1 – Área de Pediatria Médica, Hospital Dona Estefânia, CHLC,EPE;
2 - Unidade de Imunodeficiências Primárias, Hospital Dona Estefânia, CHLC,EPE;
3 - Unidade de Reumatologia, Hospital Dona Estefânia, CHLC,EPE;

Pediatric Rheumatology European Society Congress, 2014; Congresso Internacional; Poster

Introduction: Mechanisms of autoimmunity in primary immunodeficiencies (PID) are, in many situations, unclear. Despite being linked with many PIDs (namely humoral), juvenile idiopathic arthritis (JIA) has rarely been associated with DNA-repair disorders, such as Ataxia-telangiectasia (A-T).
We report a case of JIA-like in a male patient with A-T.

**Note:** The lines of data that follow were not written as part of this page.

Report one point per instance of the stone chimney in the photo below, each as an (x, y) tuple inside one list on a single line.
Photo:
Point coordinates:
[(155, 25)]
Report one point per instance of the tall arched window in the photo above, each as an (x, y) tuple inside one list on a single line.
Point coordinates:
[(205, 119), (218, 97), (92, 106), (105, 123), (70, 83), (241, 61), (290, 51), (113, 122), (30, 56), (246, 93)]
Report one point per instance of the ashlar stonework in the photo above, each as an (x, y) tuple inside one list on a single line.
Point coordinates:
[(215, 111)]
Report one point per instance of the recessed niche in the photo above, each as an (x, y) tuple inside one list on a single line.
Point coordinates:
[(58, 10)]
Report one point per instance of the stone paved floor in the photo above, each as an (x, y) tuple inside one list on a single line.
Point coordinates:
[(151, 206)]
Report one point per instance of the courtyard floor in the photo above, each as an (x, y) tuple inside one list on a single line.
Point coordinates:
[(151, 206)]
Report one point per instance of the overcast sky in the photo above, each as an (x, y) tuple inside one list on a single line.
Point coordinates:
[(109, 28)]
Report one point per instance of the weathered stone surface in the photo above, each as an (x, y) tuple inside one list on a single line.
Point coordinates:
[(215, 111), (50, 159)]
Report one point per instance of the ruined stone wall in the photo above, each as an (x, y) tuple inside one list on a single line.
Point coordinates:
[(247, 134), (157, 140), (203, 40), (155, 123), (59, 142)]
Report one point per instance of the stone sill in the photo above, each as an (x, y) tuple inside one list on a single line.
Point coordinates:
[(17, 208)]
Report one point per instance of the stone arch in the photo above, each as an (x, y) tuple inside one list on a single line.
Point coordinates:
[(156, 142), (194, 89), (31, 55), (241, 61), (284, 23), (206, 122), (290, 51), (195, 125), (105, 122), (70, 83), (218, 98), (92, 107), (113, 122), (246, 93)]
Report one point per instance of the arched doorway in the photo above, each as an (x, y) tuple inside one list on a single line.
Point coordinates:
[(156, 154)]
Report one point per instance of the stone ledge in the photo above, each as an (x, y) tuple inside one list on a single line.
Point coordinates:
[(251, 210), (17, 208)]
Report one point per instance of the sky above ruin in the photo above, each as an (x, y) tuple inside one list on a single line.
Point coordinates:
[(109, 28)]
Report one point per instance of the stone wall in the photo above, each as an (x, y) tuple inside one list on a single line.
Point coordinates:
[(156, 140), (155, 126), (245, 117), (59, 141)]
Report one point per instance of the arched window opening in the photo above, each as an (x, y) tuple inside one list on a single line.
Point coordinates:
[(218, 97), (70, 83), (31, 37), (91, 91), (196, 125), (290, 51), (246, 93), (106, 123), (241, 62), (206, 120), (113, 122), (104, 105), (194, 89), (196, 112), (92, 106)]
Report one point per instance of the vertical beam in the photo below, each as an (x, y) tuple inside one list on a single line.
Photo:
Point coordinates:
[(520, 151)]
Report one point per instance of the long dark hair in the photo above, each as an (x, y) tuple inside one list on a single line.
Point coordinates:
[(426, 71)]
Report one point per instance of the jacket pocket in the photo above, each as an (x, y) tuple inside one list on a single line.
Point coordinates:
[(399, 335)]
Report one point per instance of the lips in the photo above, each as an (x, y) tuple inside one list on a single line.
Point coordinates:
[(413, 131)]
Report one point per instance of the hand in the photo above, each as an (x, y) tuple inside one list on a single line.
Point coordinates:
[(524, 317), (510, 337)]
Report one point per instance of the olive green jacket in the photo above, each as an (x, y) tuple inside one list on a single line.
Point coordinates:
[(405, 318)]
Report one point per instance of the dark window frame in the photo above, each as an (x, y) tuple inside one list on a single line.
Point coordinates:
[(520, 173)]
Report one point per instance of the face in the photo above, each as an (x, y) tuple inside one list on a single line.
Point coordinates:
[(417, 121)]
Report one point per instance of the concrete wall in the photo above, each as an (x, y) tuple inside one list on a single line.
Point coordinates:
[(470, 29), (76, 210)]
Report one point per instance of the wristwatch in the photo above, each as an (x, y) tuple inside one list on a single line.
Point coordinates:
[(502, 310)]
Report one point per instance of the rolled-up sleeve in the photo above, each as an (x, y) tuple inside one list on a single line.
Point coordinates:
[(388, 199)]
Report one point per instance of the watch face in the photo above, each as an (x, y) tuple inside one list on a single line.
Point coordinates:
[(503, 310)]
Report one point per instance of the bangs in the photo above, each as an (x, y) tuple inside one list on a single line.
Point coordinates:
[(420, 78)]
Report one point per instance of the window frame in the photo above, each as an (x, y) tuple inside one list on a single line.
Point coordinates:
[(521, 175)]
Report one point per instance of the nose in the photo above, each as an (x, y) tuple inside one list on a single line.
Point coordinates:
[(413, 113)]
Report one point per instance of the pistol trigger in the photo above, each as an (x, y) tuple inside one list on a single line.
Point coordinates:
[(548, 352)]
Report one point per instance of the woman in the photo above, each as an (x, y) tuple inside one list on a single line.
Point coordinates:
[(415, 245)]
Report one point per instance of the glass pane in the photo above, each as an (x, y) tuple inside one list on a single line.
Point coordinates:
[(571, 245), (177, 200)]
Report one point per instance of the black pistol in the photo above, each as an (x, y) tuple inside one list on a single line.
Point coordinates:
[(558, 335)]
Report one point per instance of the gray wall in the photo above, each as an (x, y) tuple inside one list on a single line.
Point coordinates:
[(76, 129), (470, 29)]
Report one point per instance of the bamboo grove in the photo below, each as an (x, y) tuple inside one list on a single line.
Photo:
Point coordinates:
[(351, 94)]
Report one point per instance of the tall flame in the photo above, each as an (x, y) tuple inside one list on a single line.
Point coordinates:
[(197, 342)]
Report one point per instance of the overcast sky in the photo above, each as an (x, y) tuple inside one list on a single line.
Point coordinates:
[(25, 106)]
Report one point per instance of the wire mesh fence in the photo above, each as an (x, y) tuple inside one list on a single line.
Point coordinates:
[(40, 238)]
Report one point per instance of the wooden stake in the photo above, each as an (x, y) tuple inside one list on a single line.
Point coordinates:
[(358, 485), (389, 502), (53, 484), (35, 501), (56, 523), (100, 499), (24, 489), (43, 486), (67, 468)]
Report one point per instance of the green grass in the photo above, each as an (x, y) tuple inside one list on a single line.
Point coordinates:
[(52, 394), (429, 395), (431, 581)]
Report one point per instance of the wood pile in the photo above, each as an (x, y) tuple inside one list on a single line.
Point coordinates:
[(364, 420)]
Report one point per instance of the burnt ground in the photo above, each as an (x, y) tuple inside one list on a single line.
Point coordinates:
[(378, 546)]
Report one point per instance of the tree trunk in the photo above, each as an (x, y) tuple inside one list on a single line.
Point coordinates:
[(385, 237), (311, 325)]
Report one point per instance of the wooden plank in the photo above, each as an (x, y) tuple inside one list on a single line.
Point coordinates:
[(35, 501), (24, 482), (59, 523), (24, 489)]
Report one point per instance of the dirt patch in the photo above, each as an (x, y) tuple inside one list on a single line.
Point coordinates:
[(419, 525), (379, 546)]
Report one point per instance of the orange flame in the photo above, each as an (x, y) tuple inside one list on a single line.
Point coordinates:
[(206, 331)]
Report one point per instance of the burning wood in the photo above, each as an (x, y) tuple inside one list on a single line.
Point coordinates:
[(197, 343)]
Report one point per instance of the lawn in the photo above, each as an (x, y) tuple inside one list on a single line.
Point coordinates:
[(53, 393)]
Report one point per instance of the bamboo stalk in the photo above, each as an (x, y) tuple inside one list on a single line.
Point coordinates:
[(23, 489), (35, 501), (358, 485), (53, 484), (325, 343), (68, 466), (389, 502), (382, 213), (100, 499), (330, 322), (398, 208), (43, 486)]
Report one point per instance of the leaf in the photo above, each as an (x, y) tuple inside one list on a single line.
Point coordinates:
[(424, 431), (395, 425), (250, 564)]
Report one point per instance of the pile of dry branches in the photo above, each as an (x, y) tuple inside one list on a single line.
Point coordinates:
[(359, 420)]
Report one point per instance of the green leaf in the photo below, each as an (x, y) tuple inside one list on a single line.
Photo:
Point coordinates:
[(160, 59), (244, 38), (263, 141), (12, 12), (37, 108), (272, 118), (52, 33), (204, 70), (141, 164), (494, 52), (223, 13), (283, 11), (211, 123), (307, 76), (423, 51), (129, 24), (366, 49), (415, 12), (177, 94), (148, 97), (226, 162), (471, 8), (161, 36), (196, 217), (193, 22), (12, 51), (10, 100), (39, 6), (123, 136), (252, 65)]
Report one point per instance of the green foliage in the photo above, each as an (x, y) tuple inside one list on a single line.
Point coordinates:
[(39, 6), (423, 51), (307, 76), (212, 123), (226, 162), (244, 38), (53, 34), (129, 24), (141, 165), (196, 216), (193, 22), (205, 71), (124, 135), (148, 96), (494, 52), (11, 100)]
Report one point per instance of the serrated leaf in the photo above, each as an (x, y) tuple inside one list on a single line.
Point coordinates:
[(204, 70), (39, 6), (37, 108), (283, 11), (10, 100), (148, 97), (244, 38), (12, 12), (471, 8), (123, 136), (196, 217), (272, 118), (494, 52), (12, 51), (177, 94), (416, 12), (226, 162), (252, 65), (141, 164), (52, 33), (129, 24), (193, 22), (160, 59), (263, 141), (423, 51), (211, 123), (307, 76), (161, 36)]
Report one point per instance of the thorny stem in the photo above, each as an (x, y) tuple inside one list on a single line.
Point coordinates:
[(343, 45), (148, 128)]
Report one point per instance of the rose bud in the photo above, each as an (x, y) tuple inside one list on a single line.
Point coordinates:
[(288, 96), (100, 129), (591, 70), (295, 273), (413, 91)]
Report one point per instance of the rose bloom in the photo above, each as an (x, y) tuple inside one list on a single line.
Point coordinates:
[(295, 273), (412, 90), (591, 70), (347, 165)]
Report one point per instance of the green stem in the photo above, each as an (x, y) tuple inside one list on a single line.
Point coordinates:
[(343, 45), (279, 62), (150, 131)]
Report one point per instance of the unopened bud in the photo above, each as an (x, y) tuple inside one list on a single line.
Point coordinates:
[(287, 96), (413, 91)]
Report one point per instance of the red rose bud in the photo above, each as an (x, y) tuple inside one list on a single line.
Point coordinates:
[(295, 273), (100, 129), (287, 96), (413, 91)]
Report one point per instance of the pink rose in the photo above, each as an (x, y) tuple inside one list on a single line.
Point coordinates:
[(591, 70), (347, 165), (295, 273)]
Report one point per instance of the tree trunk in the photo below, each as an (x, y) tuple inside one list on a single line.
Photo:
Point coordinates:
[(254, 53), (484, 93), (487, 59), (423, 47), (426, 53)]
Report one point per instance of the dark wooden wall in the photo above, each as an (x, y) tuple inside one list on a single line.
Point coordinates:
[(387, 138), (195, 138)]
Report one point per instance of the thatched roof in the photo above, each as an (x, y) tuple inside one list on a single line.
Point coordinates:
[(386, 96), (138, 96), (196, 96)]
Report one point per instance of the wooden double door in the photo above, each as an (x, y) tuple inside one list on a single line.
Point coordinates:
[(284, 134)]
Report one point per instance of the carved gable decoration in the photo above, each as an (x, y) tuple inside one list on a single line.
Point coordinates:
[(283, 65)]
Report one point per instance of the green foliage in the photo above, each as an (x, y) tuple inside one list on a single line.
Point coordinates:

Clinical case: A 3 year-old boy with A-T presented with pain and swelling of fourth metatarsophalangeal (MTP) joint of left foot. Six months later, this symptom persists and arthritis of the left knee was noted, so he was referred to rheumatology consult. At first evaluation he had arthritis of both knees, left ankle and 4th MTF of the left foot and tenosynovitis of second finger of the right hand. His immune evaluation revealed an important CD4 naif lymphopenia, abnormal proliferative responses to mitogens, skewed Vbeta repertoire and expanded gammadelta T cells, as well as conserved humoral response. Laboratory investigations showed erythrocyte sedimentation rate 25 mm/hr, C- reactive protein 14.5 mg/l, antinuclear antibodies positive (1/80), anti-cyclic citrullinated protein antibodies and rheumatoid factor were negative. A JIA-like disease was assumed, he started ibuprofen (30 mg/kg/day), and a chemical synovectomy with triamcinolone hexacetonide (TH) was performed (knees and ankle). Ten months after diagnosis, knees and left ankle remain without active synovitis, but active 4th MTP of left foot and tenosynovitis of 2nd finger of right hand persists despite moderate improvement. Taking in account the underlying immune defect methotrexate was not an option and hydroxichloroquine (5 mg/kg/day) was started.
Conclusion: This case seems to be the first known pediatric patient with A-T who developed chronic, JIA-like oligoarthritis. The management of these patients is particularly difficult because they are extremely susceptible to DNA damage and show an unusual susceptibility to viral infections (namely herpetic). These features are very important when considering the best therapeutic options for JIA-like disease.